L’éducation à la sexualité à travers les âges. Échange avec deux sociologues
Sociologues de formation, Yaëlle Amsellem-Mainguy et Arthur Vuattoux se sont intéressés aux pratiques des jeunes en ligne en matière d’information et d’exploration de sa sexualité, qui n’est pas qu’une question d’âge.
Quelle place occupe le numérique dans l’exploration de la sexualité ?
Arthur Vuattoux - L’exploration de la sexualité peut se faire à des âges très différents de la vie. Il faut faire attention à ne pas essentialiser les âges de la vie au sein de l’adolescence ou de l’âge adulte. Les trajectoires d’entrée dans la sexualité diffèrent, même si certaines choses reviennent d’un récit à l’autre dans notre enquête, notamment sur ce qu’il se passe dans les années collège et lycée. Nous avons montré que la période d’exploration au collège passe par plusieurs phases. La première phase est souvent anonyme, c’est-à-dire que les usages sexuels des jeunes sur internet sont pour beaucoup constitués d’usages purement privés, comme le fait de regarder seul de la pornographie. Sur recommandation d’un intervenant à l’école ou de manière spontanée, les élèves vont éventuellement consulter des sites d’éducation à la sexualité, même si cela reste rare. Ils trouvent sinon de l’information sur la sexualité en navigant seuls sur internet et sur les réseaux sociaux. Ils se retrouvent confrontés à des contenus très différents, des comptes féministes aux comptes masculinistes. Ces différentes phases sont constitutives d’une phase plus globale de préparation avant les premiers rapports sexuels, indépendamment de l’âge. J’ajoute qu’il faudrait différencier ces phases en fonction de l’orientation sexuelle puisque cela ne se passe pas de la même manière pour des personnes hétérosexuelles que pour des personnes homosexuelles ou encore des personnes en questionnement de leur identité de genre et de leur préférence sexuelle.

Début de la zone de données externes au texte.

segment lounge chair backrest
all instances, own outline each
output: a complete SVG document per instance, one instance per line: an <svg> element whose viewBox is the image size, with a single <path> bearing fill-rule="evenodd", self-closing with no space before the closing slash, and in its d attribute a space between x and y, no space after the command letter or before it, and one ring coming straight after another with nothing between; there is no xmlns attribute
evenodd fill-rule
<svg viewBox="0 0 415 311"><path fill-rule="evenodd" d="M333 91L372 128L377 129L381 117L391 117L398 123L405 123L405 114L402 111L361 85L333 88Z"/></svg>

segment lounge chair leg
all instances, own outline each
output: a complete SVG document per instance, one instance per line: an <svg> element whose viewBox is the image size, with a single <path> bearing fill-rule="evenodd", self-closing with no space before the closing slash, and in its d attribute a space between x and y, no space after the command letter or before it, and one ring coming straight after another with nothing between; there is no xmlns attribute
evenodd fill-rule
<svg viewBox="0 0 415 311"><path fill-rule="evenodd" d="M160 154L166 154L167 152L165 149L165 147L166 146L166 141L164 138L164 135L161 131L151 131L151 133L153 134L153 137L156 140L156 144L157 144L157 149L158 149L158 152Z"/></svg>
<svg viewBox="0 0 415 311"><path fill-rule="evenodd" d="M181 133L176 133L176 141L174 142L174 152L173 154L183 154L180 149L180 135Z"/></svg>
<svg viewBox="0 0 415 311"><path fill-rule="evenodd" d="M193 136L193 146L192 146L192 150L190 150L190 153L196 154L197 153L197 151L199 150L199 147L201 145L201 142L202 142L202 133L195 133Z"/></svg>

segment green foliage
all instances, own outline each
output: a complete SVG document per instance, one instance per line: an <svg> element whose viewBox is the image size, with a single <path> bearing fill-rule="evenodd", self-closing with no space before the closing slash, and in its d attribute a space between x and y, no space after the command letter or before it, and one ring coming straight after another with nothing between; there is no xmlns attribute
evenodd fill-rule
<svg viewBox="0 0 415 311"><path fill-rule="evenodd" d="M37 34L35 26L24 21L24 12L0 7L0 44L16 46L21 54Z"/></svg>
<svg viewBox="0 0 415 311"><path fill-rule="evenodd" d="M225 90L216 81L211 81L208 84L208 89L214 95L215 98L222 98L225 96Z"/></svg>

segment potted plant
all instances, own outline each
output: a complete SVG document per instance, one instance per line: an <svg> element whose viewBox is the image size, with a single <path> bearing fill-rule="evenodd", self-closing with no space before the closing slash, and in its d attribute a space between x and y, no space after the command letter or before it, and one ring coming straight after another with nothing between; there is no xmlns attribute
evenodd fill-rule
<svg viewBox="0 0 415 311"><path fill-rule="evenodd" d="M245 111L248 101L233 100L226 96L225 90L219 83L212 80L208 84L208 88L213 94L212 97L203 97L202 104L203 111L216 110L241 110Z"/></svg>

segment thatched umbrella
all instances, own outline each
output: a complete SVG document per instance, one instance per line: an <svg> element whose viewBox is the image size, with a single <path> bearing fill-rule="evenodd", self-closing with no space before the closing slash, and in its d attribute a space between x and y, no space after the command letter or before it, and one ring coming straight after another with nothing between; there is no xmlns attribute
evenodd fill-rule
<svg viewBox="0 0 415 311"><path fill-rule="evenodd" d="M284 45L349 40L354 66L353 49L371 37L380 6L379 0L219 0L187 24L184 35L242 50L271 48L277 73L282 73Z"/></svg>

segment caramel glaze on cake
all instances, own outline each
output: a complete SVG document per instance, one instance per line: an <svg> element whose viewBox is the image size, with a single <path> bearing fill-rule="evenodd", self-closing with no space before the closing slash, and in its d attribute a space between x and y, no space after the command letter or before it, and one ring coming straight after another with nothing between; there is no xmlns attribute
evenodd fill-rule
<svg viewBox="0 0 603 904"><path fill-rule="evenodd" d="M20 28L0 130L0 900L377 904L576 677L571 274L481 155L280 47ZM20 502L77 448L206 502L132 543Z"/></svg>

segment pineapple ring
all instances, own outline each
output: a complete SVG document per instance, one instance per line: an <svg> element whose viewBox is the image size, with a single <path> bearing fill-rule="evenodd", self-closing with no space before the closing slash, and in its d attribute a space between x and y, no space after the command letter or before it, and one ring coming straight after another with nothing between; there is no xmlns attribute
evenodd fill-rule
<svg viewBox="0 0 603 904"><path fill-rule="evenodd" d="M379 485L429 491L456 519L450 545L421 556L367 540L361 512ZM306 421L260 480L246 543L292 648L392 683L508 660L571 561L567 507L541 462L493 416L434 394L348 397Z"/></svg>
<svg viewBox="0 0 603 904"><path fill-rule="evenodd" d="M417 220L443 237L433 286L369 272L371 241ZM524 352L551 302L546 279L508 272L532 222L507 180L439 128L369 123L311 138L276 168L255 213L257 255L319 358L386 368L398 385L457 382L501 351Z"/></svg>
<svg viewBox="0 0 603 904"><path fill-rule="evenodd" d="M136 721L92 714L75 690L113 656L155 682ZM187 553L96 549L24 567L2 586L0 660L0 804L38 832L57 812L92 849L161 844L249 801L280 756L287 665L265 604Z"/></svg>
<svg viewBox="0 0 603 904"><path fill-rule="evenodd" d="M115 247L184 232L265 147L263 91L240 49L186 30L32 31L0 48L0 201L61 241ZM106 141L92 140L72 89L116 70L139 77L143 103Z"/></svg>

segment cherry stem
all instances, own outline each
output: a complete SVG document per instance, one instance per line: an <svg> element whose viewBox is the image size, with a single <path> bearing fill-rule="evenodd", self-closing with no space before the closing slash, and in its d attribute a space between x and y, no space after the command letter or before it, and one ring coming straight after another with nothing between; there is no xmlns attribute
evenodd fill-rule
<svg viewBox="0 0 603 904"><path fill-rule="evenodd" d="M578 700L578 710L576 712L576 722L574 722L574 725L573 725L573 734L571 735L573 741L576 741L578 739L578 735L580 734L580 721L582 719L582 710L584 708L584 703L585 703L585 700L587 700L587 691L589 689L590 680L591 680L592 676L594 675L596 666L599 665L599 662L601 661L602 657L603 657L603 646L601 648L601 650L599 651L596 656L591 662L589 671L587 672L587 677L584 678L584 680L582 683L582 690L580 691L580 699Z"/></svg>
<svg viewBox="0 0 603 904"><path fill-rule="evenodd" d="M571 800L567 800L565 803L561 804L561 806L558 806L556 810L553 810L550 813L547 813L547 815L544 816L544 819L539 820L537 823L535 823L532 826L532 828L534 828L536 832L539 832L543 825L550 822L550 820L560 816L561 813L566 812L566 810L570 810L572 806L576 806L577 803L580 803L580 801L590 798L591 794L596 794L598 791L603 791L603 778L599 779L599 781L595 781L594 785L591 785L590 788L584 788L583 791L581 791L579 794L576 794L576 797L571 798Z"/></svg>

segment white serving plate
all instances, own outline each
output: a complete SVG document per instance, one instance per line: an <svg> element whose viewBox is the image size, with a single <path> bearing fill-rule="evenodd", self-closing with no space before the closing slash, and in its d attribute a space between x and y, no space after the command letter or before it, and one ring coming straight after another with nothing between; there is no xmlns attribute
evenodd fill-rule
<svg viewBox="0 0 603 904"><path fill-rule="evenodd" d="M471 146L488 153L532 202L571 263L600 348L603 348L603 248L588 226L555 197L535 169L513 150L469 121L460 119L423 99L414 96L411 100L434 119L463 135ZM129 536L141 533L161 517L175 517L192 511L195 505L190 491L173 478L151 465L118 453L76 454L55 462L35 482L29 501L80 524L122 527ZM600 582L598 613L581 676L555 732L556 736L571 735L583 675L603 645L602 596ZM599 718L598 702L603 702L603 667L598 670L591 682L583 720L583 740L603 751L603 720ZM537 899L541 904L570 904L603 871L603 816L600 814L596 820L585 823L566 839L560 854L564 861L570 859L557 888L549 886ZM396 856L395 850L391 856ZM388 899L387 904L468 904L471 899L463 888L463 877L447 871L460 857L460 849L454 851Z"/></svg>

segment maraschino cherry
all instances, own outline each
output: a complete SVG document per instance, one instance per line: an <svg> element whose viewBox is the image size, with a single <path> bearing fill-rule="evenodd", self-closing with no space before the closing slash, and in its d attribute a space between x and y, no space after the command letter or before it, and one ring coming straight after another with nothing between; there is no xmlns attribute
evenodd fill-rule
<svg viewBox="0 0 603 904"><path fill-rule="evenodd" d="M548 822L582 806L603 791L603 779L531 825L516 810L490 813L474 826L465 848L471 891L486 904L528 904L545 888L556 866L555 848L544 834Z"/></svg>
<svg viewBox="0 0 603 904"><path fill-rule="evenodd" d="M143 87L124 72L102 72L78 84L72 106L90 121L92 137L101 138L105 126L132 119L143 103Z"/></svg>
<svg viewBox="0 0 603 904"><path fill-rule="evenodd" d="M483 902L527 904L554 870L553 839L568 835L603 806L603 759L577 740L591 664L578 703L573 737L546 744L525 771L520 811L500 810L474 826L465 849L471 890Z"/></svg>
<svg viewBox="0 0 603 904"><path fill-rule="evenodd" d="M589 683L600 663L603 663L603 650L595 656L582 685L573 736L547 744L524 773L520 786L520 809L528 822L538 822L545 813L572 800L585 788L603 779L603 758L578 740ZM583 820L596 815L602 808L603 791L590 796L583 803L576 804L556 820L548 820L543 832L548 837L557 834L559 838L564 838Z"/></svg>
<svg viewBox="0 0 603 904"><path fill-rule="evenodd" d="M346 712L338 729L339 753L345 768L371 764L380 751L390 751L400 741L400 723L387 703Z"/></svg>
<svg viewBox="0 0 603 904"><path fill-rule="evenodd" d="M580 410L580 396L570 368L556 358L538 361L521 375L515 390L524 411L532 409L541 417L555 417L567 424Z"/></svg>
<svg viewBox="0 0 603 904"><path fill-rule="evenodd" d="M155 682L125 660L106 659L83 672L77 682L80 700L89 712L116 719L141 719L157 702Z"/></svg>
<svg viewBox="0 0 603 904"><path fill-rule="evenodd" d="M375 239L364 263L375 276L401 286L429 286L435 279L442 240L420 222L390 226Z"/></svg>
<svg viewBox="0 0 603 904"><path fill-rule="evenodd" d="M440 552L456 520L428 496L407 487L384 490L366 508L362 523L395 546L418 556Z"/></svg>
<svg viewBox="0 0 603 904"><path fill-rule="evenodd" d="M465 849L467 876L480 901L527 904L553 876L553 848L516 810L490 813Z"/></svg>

Yaëlle Amsellem-Mainguy - Pour les personnes issues des minorités sexuelles ou de genre, le numérique intervient de manière différente et indépendamment de l’âge. Pour celles et ceux qui ne sont pas dans la norme majoritaire, à savoir l’hétérosexualité au sein d’une société largement hétéronormative, le numérique apporte des réponses sur le rapport à la norme ou encore sur les représentations sociales, en particulier pendant la jeunesse qui est le temps de construction de l’identité. La faiblesse du maillage associatif dans certains territoires ou encore les distances à parcourir pour se rendre dans certains espaces dédiés aux questions de sexualités peuvent également être problématiques. Le numérique apparaît alors comme un espace accessible en permanence, en temps réel, selon les besoins. Il n’y a pas besoin de fixer des rendez-vous qui impliquent des coûts économiques ou organisationnels parfois dissuasifs. Encore une fois, tout cela est décorrélé de la question de l’âge.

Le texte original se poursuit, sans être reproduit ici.